Colloquium

A Predictive Framework for Mobility Management in PCS Networks

Amiya Bhattacharya
University of Texas at Arlington


Thursday, March 28, 2002
2:00pm
Engr1 288


Abstract

The location of a mobile terminal in a cellular PCS network is only known in terms of a cell ID. Our work investigates the efficacy and efficiency of reporting this symbolic location information for predicting future locations with high accuracy. As a good prediction calls for a good model, the problemcan be reduced to profiling personal mobility patterns of users of these terminals. An important clue is that a reported sequence of location data can also be conceived as an encoding of a string of IDs of cells through which a terminal moves. From this point of view, continuous "path-update" must be more informative than intermittent "position-update". A path update can easily be engineered by encoding a sequence of traditional location updates with a dictionary as in the acclaimed LZ78 compression algorithm originally proposed by Ziv and Lempel in 1978.

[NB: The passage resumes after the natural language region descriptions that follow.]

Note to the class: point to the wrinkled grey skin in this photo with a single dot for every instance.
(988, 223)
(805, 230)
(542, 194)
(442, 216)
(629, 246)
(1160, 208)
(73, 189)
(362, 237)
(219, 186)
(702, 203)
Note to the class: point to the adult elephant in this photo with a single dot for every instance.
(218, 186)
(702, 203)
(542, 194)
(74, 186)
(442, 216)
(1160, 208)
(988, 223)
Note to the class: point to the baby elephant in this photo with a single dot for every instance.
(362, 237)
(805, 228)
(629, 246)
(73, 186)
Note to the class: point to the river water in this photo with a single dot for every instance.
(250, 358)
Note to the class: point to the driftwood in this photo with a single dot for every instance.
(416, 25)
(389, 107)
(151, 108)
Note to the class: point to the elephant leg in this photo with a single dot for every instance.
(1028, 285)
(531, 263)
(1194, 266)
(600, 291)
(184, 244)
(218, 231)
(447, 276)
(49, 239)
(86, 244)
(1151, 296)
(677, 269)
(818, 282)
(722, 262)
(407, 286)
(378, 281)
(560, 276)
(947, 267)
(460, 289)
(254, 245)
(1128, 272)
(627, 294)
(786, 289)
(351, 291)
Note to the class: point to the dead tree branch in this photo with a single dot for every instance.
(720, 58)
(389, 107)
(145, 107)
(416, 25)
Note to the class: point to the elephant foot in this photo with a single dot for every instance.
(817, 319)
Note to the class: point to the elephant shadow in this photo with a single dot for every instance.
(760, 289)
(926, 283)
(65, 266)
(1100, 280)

This talk will describe "LeZi-update", an adaptive location reporting strategy designed around LZ78. While the compressibility of variable-to-fixed length encoding of LZ78 is responsible for the efficiency of LeZi-update, the predictive power originates from the symbol-wise context model preserved in the parse-tree built by LZ78 incremental parsing. For mobile users with a steady and identifiable movement pattern, LeZi-update exchanges an optimal amount of information between the mobile terminal and the wired infrastructure. Simulation studies based on synthetic movement traces show a significant reduction of cost in both location update and terminal paging, even when a user behaves like a wanderer by changing his/her movement pattern frequently. This is also a positive result as far as the support of multimedia applications and location-aware services are concerned. (Joint work with Sajal K. Das and Soumya K. Das Bhaumik)


About the Speaker

Amiya Bhattacharya is currently a Ph.D. candidate in the Department of Computer Science and Engineering at the University of Texas at Arlington. He received his B.Tech. and M.Tech. degrees in Computer Science and Engineering from the Indian Institute of Technology, Kharagpur, and his M.S. in Computer Science from the University of California, San Diego. He has been a recipient of the TxTEC fellowship at UTA, as well as the Best Student Paper Award in ACM/IEEE MOBICOM'99. His research interests include mobile computing and communication systems, network protocol efficiency and robustness, integrated measures for performance and dependability, optimization in dynamic systems, on-line algorithms and information theory. He is a student member of IEEE, ACM and ACM SIGMOBILE.